According to Alden, a few days before Boyd and Parker’s deaths, Sullivan sent out a scouting party of about 16 men to survey the area before the troops advanced. As part of Sullivan’s company, Lt. Thomas Boyd was ordered to lead the party.
The coast was reported clear; however, on their way back to camp the group was ambushed by the Seneca. They massacred the majority of Boyd’s party, leaving only Boyd and one of his men, Sgt. Michael Parker, alive to be captured and taken to Little Beard’s Town.
“No one really knows why they took Parker,” Alden said. “No one knows much about him other than he was one of the men in Boyd’s scouting party.”
Unfortunately, Parker’s life prior to his death remains a mystery. The exact events that transpired in Little Beard’s Town after Boyd and Parker’s capture are unclear. A popular account collected from the diaries and letters of the remaining men of Sullivan’s company depicts the captured soldiers being tied to the tree with their own intestines and brutally tortured until they were finally scalped and beheaded.
While Indian raids and ceremonial torture were common at the time, Alden explained that the manner in which the two men were killed “was unusual, for sure,” and that although it is not confirmed, it is speculated that there may have been involvement and instigation from the loyalist tories who were allied with the British at the time.
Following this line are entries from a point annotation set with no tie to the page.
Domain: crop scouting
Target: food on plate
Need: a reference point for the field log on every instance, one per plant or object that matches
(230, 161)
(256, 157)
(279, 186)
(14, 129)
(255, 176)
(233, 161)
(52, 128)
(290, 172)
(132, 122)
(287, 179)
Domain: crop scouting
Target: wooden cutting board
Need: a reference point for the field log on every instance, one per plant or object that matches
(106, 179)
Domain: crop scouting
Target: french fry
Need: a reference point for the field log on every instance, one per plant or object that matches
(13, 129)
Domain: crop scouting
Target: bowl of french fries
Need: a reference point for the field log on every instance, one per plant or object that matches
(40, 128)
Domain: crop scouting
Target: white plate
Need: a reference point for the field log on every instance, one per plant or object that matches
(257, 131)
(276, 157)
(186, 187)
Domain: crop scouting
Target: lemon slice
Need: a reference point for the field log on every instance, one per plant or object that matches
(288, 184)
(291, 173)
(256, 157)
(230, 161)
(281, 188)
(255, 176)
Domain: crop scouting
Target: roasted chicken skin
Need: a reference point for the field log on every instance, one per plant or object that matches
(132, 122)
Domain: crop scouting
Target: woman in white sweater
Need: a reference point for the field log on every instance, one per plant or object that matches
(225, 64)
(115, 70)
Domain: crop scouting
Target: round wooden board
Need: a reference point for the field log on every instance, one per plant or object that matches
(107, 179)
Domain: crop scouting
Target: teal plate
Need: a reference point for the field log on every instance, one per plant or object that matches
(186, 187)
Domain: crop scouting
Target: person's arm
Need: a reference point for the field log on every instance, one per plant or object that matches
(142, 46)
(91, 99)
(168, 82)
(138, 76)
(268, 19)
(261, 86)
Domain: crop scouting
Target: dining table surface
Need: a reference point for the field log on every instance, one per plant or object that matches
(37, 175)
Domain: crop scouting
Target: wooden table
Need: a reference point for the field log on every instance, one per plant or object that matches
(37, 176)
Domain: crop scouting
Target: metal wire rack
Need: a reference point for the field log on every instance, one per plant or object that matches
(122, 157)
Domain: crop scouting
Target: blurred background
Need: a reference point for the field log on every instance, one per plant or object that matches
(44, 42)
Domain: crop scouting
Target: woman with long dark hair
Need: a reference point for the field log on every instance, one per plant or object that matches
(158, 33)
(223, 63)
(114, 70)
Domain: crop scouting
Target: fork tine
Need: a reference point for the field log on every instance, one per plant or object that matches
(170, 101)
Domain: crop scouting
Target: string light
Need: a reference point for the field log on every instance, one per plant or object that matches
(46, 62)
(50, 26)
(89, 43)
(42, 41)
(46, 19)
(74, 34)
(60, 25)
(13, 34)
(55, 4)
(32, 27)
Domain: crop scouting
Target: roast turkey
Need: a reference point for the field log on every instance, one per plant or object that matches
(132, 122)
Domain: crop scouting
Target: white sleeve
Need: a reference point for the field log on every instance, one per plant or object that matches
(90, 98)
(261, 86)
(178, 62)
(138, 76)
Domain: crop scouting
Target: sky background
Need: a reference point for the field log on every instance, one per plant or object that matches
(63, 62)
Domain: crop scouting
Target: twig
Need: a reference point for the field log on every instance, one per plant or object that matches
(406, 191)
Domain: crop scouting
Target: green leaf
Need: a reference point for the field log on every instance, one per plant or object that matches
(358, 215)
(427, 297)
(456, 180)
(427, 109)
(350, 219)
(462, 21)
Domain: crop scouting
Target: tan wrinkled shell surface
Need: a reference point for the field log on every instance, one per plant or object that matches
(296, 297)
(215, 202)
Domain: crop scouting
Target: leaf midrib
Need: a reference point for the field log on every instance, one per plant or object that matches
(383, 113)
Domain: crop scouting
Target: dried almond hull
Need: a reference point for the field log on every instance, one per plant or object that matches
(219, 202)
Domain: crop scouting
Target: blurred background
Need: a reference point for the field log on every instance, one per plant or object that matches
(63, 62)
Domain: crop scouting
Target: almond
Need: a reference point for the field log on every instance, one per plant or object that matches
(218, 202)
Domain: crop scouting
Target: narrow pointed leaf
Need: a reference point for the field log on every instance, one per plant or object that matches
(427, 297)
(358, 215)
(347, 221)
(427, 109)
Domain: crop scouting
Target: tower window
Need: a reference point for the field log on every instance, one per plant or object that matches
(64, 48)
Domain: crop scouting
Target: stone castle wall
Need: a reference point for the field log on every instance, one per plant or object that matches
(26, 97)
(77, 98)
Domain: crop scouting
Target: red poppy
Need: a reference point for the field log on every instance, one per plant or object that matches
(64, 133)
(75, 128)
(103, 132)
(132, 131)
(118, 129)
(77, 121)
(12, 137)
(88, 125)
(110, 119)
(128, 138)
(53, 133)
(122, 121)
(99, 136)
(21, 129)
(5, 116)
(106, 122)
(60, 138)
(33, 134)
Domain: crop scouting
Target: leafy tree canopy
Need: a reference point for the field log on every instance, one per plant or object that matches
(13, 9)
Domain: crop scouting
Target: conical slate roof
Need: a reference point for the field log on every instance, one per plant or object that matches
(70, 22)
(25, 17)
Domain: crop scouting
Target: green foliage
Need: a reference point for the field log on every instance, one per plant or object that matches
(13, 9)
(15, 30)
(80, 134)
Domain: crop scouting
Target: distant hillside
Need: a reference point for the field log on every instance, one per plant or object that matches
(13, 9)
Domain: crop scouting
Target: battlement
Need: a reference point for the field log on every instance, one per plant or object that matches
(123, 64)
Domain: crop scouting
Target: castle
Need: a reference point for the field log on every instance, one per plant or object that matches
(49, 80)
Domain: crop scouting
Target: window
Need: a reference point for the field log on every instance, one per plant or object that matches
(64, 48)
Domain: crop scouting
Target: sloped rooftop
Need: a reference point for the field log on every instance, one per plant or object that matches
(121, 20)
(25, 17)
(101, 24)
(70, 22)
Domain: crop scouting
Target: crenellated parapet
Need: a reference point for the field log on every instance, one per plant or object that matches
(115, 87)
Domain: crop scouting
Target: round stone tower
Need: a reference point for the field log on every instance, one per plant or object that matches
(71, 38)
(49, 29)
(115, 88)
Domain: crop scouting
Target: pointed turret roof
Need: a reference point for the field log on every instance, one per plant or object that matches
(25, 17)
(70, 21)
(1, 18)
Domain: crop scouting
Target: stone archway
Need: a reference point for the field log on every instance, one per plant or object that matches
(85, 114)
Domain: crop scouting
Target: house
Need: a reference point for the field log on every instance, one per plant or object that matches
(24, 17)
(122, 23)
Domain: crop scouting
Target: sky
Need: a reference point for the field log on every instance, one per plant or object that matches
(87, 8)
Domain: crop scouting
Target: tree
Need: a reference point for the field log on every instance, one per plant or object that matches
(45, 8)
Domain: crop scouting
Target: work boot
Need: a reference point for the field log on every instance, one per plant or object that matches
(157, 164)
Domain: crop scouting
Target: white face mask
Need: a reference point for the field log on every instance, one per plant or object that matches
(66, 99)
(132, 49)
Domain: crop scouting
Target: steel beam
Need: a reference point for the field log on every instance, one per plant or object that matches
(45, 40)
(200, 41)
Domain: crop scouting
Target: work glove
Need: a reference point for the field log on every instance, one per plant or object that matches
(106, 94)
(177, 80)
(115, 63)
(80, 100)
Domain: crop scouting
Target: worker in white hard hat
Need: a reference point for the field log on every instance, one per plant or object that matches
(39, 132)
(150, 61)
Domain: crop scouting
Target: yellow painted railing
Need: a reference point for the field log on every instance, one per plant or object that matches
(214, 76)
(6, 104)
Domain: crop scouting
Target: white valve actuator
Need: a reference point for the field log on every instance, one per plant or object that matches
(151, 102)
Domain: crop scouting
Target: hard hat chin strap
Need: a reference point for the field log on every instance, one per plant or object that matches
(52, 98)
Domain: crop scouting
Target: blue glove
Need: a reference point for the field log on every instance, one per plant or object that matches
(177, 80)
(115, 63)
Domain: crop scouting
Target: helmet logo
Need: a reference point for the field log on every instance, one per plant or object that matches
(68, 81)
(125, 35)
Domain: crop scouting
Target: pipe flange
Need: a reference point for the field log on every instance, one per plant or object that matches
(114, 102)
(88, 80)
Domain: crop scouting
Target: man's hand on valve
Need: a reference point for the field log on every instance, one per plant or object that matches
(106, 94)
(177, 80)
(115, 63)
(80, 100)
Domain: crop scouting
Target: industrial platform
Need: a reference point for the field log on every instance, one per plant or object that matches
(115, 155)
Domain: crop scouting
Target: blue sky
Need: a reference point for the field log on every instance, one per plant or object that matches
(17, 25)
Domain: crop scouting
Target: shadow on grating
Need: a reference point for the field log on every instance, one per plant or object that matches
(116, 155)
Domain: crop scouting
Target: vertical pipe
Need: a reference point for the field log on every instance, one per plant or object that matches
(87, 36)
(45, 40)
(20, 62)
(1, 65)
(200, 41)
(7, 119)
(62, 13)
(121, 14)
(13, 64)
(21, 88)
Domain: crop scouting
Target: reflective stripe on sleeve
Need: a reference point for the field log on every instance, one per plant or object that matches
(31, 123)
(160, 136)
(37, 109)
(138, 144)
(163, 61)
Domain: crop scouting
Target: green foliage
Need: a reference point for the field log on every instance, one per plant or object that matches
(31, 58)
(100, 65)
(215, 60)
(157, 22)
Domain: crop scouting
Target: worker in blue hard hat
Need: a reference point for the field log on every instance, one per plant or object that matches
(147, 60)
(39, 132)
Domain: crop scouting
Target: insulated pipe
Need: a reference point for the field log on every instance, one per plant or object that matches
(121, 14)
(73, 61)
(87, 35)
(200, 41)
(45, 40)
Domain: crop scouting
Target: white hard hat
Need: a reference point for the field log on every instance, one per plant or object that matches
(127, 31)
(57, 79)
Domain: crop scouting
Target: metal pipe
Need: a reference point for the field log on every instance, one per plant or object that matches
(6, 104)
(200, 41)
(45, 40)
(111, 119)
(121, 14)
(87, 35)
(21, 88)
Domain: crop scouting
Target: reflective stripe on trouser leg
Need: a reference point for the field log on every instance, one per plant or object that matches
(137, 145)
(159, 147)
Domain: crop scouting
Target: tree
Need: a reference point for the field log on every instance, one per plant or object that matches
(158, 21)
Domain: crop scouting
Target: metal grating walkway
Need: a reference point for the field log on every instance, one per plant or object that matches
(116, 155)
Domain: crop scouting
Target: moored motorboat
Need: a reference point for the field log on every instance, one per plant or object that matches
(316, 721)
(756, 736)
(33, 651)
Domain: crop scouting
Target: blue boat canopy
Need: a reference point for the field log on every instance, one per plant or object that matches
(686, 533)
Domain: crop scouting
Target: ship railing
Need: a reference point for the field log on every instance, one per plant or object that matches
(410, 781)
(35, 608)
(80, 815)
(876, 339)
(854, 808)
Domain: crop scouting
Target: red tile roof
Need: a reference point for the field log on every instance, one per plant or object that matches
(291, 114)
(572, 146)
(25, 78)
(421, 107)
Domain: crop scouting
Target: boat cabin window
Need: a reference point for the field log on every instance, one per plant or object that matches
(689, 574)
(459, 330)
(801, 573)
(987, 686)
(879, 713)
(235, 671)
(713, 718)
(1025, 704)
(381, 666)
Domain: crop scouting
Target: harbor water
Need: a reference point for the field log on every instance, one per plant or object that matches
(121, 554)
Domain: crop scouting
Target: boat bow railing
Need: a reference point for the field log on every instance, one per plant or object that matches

“In 1927, [the University of the State of New York] put together funds to organize events across the state to commemorate the 150th anniversary of the American Revolution,” Alden said. “And as part of the series of commemorations following the path of Sullivan’s campaign,” funds were provided to place a boulder and bronze tablet at the burial mound of Boyd and Parker.
According to Alden, the town of Leicester now owns the park, where the creepy urban-legend history of the “Torture Tree” has continued to flourish for more than two centuries.